Model is off by about 1.8

In [9]:
#Lets see how good this model is at predicting the war of Cody Bellinger 23*-0.29572013 + 588*0.08446067 + 170*-0.33447882 + 3*0.17841504 + 115*-0.02535493 + 95*0.13098287 + .305*290.18432666 + .406*-554.49044710 + .629*-441.33877812 + 1.035*440.12179753 + 169*0.03939196 + 1*-32.35894696
11.66807378477
In [10]:
9 - 11.66807378477 #Model is off by -2.668
-2.66807378477

For the Regression Analysis, I used R and ran it in a CoCalc Jupyter notebook. This way made it easier to add and delete data, while making it look clean. For this analysis, I started out with 25 different factors and was able to narrow it down to 11 by adding and deleting different data points.

Over the course of the project, it became clearer that finding a fit that I was comfortable with was going to be an art and a science. This was the case because there were some statistics that are not great indicators for how good of a batter someone is, but they were getting high t - values. Keeping these would have yielded a better fit, but I could not keep them in good faith.

The first couple that were deleted were obvious bad fits. These were Total Bases, On-Base percentage, Stolen Bases, etc. Deleting these did help me get a better fit. I was able to go from a fit of 0.5737 to almost a one to one fit of 0.909. Although that is a great fit, like I mentioned before there were some stats that I felt needed to be removed from the model. I will talk about two examples from ones that I deleted.

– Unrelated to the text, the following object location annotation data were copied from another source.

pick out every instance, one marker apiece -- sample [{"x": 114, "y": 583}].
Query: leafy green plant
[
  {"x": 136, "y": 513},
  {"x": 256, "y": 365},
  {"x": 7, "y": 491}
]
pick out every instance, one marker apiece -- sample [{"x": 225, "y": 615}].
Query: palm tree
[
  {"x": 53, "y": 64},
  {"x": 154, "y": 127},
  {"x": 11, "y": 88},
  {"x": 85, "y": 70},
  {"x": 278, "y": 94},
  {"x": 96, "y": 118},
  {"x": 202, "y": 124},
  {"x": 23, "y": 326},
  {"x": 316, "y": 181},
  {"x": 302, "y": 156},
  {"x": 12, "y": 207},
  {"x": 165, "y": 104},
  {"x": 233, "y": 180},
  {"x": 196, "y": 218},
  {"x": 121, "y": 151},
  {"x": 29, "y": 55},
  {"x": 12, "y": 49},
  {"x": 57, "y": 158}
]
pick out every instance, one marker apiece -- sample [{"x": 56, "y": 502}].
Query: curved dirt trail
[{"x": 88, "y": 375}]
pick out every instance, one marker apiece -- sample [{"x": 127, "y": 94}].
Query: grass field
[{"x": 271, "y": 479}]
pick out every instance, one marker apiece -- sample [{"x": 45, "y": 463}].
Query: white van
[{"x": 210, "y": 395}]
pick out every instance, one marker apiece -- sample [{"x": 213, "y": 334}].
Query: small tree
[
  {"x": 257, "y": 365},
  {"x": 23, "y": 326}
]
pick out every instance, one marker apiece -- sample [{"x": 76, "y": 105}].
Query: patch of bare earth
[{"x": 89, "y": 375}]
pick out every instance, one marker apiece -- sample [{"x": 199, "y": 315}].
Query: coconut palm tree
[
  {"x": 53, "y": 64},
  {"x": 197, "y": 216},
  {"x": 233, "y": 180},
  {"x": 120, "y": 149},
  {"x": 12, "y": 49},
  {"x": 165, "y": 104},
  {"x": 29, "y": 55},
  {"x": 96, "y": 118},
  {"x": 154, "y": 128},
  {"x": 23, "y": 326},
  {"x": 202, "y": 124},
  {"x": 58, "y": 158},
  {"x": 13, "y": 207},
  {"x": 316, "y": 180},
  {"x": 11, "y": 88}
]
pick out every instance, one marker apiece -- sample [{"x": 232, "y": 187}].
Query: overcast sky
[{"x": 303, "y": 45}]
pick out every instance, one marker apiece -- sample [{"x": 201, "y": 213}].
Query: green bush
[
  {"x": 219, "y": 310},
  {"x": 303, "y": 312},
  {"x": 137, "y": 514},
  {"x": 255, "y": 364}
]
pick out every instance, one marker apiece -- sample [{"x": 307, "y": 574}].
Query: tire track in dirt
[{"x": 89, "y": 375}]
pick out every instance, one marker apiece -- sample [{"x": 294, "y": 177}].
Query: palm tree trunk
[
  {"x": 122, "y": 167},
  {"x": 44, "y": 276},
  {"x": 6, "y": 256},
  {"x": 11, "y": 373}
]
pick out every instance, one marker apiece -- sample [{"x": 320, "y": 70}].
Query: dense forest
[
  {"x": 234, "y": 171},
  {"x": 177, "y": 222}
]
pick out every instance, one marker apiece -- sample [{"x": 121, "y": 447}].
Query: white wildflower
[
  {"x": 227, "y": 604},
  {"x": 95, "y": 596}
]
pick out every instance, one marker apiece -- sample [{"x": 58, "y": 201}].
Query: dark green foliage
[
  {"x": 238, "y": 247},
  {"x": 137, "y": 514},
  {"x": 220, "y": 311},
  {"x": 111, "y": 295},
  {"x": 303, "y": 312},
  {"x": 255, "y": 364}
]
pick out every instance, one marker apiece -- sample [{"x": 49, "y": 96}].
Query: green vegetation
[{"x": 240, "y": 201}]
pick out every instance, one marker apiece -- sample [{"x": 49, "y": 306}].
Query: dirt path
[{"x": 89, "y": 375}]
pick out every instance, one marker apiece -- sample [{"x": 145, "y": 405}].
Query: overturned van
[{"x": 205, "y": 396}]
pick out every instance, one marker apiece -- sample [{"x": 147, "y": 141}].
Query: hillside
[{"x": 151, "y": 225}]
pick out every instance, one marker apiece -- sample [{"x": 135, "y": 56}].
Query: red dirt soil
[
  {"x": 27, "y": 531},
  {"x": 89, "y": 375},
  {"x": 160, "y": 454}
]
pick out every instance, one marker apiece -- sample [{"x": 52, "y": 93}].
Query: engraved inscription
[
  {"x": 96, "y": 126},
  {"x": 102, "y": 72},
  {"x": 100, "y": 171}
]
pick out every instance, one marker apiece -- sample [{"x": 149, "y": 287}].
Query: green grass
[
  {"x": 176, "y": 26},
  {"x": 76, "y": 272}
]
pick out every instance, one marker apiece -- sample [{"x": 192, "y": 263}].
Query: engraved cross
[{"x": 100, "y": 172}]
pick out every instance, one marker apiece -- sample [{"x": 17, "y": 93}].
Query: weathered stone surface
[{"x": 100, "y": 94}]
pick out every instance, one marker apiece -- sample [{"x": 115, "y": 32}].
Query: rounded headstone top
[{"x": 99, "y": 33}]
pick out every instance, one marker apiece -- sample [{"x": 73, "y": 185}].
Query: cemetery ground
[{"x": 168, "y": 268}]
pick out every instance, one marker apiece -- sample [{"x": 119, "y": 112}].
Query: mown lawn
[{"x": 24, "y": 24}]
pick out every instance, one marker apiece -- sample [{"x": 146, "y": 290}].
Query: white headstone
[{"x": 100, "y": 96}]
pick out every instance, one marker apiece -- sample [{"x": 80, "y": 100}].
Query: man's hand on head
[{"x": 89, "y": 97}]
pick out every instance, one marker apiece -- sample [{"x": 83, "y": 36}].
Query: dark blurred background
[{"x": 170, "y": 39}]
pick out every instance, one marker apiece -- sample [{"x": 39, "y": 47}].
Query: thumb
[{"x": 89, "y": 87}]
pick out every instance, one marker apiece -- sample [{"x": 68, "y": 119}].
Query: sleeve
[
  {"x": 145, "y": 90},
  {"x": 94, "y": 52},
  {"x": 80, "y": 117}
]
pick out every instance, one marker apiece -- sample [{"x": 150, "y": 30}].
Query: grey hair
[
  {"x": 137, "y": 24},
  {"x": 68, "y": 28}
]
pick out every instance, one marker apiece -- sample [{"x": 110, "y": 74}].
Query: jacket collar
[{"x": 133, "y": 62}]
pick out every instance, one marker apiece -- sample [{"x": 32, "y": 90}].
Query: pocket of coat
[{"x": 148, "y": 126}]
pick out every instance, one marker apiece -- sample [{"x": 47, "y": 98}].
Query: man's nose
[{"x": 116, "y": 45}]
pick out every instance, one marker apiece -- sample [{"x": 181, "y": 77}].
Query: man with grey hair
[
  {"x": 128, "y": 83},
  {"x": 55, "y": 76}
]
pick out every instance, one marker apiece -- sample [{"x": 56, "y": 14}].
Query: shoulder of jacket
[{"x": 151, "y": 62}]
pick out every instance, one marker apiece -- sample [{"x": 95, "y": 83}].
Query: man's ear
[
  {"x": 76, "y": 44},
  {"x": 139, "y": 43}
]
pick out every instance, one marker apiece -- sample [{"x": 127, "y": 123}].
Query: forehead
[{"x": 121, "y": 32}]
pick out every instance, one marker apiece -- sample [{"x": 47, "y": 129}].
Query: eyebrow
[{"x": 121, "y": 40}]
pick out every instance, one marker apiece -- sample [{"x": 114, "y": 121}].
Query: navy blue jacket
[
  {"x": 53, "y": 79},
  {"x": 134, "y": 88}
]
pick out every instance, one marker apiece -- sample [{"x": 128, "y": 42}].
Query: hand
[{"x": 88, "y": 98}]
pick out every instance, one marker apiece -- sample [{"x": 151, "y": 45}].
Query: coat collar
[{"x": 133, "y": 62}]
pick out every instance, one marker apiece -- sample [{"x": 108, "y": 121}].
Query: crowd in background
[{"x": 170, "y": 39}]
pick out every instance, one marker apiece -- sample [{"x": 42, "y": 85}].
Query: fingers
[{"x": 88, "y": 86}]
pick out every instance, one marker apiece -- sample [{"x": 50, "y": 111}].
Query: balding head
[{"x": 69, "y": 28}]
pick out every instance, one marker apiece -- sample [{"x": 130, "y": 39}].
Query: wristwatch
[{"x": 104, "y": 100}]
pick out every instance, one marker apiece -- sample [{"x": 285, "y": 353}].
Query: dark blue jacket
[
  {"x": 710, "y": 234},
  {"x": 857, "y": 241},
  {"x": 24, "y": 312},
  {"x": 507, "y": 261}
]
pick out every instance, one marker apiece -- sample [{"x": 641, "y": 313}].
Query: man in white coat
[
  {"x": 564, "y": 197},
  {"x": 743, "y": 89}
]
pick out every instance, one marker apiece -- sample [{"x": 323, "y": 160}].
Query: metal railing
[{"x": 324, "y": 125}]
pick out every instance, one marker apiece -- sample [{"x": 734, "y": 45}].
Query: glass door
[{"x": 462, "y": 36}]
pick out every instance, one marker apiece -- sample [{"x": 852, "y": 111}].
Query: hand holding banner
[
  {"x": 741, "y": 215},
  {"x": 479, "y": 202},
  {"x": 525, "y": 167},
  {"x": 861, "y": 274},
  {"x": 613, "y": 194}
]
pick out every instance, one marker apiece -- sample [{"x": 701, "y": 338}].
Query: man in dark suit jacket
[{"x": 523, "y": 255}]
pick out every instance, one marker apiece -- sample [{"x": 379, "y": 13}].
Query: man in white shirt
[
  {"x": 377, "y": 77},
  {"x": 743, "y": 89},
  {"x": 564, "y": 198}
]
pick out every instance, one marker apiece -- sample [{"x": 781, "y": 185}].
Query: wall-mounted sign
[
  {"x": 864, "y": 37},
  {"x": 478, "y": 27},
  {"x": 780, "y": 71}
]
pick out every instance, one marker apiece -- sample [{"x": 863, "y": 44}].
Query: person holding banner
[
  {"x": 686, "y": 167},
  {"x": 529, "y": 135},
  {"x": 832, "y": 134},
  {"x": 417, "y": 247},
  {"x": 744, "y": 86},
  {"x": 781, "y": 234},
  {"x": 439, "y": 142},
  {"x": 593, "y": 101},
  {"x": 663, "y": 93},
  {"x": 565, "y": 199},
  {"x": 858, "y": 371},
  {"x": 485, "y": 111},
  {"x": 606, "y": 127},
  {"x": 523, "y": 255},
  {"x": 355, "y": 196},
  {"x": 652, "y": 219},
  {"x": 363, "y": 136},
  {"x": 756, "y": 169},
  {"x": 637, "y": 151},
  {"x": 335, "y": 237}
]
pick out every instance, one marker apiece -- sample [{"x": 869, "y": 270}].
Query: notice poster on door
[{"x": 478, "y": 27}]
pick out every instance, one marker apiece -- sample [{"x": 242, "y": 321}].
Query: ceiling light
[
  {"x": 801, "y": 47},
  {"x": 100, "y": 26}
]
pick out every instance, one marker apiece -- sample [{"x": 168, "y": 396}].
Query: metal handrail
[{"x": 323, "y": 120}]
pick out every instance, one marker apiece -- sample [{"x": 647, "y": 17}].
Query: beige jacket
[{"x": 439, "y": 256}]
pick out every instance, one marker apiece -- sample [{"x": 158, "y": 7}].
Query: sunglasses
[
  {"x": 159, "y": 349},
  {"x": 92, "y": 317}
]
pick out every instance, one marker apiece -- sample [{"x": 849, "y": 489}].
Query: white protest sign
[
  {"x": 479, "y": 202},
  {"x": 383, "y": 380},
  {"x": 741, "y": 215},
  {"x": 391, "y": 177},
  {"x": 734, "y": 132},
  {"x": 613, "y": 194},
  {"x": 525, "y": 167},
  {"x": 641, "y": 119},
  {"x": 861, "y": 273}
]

The first example of these statistics is Hit by Pitch. This stat only tells us how many times a player gets unintentionally hit by a pitch. At the major league level getting hit by a pitch is not a common occurrence. The top five players had only between 8 – 10 in this category, and most players had over 600 plate appearances. Players should not expect to be hit by a pitch when they step into a Major League batters’ box. Yet, hit by pitch had a -3.698 t – score, indicating that it is a significant data point.

Another example of one of this Sacrifice Hits. Out of the 26 players with the highest WAR scores, 18 players had a zero in this category. Sacrifice Hits are situational and not great indictors for success per plate appearance. Sacrifice Hits happen when a player attempts to move baserunners into scoring position by bunting. The problem with this is that we are looking at the top 26 players when it comes to WAR. This means that they probably provide valuable offense to their team. If they are among the best players, why would you not just let them try to get a hit. Also, a player could provide more value by just getting a hit because the player at the plate and the baserunners could be on base. Despite this, Sacrifice Hits had a high t – value score of -4.834.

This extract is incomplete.